Depicted as a "tigress" and a temperamental prima donna, she comes off as a deeply wronged human being, used by the industry as well as her lovers. Volf gives La Divina a chance to settle the score with Letters and Memoirs, but the whole project - albeit striking - feels rather surface and might be slightly difficult to follow with no prior knowledge of Callas.
A sofa modelled on the singer's own and a gramophone are her only stage companions while projections fill the void. Volf has Callas's messages appear in her flourishing handwriting while Bellucci sits or stands or lies placidly downstage. She fills the room effortlessly, clothed in a dress owned by Callas herself, remaining imperious through sadness and pain.
The Italian star performs in English, her accent thick but flowing but for a few hiccups.

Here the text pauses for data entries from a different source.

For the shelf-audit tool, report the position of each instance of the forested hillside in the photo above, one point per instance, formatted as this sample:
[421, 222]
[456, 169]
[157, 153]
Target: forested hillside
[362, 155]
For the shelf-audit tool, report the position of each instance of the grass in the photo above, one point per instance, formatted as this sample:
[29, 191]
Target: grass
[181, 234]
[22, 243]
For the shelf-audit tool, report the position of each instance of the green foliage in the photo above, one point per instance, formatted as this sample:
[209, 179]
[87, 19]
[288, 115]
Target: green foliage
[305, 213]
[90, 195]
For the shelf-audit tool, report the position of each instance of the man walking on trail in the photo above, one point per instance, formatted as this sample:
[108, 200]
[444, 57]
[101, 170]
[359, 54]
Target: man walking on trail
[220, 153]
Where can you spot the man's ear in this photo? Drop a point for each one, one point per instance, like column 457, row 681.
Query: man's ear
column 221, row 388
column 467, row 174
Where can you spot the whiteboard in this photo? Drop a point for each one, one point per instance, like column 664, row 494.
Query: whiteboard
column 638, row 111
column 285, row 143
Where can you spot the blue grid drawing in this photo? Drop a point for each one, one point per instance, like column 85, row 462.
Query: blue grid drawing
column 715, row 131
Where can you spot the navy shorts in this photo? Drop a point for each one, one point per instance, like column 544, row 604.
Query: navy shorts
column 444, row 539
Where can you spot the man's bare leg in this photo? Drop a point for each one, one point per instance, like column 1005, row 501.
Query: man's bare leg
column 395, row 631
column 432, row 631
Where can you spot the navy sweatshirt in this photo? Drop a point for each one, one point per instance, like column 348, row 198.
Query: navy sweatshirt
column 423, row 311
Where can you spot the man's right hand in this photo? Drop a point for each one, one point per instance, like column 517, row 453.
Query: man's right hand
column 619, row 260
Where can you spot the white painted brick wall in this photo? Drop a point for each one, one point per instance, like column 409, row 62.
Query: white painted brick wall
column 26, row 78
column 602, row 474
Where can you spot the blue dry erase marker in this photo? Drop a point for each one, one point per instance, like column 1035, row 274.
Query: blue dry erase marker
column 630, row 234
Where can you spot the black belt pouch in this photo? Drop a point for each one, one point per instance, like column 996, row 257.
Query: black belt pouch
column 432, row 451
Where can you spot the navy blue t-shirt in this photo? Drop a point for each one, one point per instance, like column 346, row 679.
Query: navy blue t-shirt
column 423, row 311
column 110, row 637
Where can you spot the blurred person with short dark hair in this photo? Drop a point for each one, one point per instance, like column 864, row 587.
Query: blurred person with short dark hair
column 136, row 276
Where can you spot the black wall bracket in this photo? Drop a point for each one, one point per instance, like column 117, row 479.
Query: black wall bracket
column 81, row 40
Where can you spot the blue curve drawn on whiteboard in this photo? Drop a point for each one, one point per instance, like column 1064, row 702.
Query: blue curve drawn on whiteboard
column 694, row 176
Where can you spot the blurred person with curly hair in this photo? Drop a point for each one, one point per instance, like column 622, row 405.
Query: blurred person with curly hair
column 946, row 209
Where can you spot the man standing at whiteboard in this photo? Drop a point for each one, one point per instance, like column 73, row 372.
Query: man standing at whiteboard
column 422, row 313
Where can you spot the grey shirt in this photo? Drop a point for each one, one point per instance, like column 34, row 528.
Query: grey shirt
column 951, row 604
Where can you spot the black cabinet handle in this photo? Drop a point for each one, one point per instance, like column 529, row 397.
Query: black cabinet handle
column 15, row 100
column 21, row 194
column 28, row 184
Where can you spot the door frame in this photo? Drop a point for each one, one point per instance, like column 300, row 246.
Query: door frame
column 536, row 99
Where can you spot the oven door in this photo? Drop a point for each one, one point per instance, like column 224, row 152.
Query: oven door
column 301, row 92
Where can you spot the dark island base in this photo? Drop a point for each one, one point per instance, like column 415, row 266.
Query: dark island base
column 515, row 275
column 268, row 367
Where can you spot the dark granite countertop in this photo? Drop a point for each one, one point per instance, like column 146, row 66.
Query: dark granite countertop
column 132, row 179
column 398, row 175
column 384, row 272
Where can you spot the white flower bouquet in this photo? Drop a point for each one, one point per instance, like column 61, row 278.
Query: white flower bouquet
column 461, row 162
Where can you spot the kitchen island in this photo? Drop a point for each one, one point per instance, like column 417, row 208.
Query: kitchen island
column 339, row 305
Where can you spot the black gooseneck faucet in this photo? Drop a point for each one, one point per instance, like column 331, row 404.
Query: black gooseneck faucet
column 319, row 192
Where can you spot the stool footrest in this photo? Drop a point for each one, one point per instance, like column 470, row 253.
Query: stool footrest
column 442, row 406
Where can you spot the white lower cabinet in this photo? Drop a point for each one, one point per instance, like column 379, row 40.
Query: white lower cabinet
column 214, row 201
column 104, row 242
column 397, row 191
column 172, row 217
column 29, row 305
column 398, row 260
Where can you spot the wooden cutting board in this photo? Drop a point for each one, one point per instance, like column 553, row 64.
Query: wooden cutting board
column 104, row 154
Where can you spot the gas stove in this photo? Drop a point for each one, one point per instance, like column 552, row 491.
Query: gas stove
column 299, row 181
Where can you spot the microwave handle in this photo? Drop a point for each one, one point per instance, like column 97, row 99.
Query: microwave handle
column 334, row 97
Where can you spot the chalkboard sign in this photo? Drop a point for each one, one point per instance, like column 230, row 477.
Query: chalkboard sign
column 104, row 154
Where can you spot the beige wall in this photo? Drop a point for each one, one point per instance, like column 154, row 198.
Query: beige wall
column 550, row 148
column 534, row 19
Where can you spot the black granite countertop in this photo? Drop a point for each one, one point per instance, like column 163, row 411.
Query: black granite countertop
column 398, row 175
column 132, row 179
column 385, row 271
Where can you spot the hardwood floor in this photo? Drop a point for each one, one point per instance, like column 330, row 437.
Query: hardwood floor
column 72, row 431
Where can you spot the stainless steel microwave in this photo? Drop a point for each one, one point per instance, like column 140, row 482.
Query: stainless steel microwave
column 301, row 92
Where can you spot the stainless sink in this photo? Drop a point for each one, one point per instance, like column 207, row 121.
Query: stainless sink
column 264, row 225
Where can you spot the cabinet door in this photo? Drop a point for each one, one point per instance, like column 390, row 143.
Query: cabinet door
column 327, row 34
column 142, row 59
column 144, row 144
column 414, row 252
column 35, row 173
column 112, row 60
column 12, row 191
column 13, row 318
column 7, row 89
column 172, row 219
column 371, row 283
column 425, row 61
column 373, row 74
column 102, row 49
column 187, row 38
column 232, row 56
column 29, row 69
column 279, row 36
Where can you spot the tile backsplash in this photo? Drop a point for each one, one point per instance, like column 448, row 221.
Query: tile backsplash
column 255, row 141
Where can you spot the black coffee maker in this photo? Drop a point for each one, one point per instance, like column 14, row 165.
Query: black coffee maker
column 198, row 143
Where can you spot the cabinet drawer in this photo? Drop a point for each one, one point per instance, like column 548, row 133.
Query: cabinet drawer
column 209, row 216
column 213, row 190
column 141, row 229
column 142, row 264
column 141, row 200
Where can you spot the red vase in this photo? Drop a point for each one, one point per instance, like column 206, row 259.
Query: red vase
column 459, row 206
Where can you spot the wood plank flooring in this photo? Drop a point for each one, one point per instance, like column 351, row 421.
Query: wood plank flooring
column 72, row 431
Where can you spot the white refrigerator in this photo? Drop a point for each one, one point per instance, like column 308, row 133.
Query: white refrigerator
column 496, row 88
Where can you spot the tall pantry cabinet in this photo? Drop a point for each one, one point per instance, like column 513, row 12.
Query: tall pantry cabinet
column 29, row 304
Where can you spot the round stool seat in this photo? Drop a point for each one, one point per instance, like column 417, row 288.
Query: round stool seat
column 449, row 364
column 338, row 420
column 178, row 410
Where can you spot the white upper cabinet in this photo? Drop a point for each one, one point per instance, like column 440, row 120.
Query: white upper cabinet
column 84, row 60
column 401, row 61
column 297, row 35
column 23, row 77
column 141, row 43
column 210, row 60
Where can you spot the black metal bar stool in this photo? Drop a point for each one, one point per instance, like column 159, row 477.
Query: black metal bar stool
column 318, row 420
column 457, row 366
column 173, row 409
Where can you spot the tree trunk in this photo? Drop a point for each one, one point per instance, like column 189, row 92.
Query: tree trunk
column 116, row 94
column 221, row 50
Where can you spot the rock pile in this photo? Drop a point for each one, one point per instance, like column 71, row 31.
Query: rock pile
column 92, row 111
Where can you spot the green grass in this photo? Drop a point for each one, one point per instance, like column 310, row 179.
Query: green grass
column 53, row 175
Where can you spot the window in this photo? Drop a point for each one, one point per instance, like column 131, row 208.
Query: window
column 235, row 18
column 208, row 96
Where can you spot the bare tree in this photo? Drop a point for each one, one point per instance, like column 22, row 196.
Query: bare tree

The foreign inflection imparts more than a few odd pauses that break her sentences in curious places, but it's overall impressive (English is, after all, not Bellucci's first or even second language).
Enveloped by darkness and surrounded by roses on the Phantom's stage (how poetic to perform the words of a real-life opera singer on the same boards as a fictional one's), Bellucci looks as lonely as Callas felt. Mostly, we learn of the dedication to her artistry and her paranoia that nobody was supportive of her choices.
A few famous names appear as the addressees to her letters, like Grace Kelly and Pier Paolo Pasolini, while others become stable figures in Callas's life. She seeks the constant approval of Spanish soprano Elvira de Hidalgo, mentor and friend, while she shares indiscretions with writer, socialite, and prominent gossip columnist Elsa Maxwell.
Volf moves Bellucci very little and delicately, with warm but sharp spotlights locking her into place. Maria Callas: Letters & Memoirs is his latest venture to preserve the opera singer's legacy after an eponymous book, a film (Maria by Callas), and the Maria Callas Endowment Fund.
All in all, the piece is an excellent memorial of the diva, but feels a bit tight on the shoulders; it's difficult to paint an entire existence in an hour and twenty minutes. Bellucci is exquisite as she stands, statuesque, in a chignon, looking up from her eyelashes, but isn't too convincing in the long run. It's a vanity project, but a respectable one.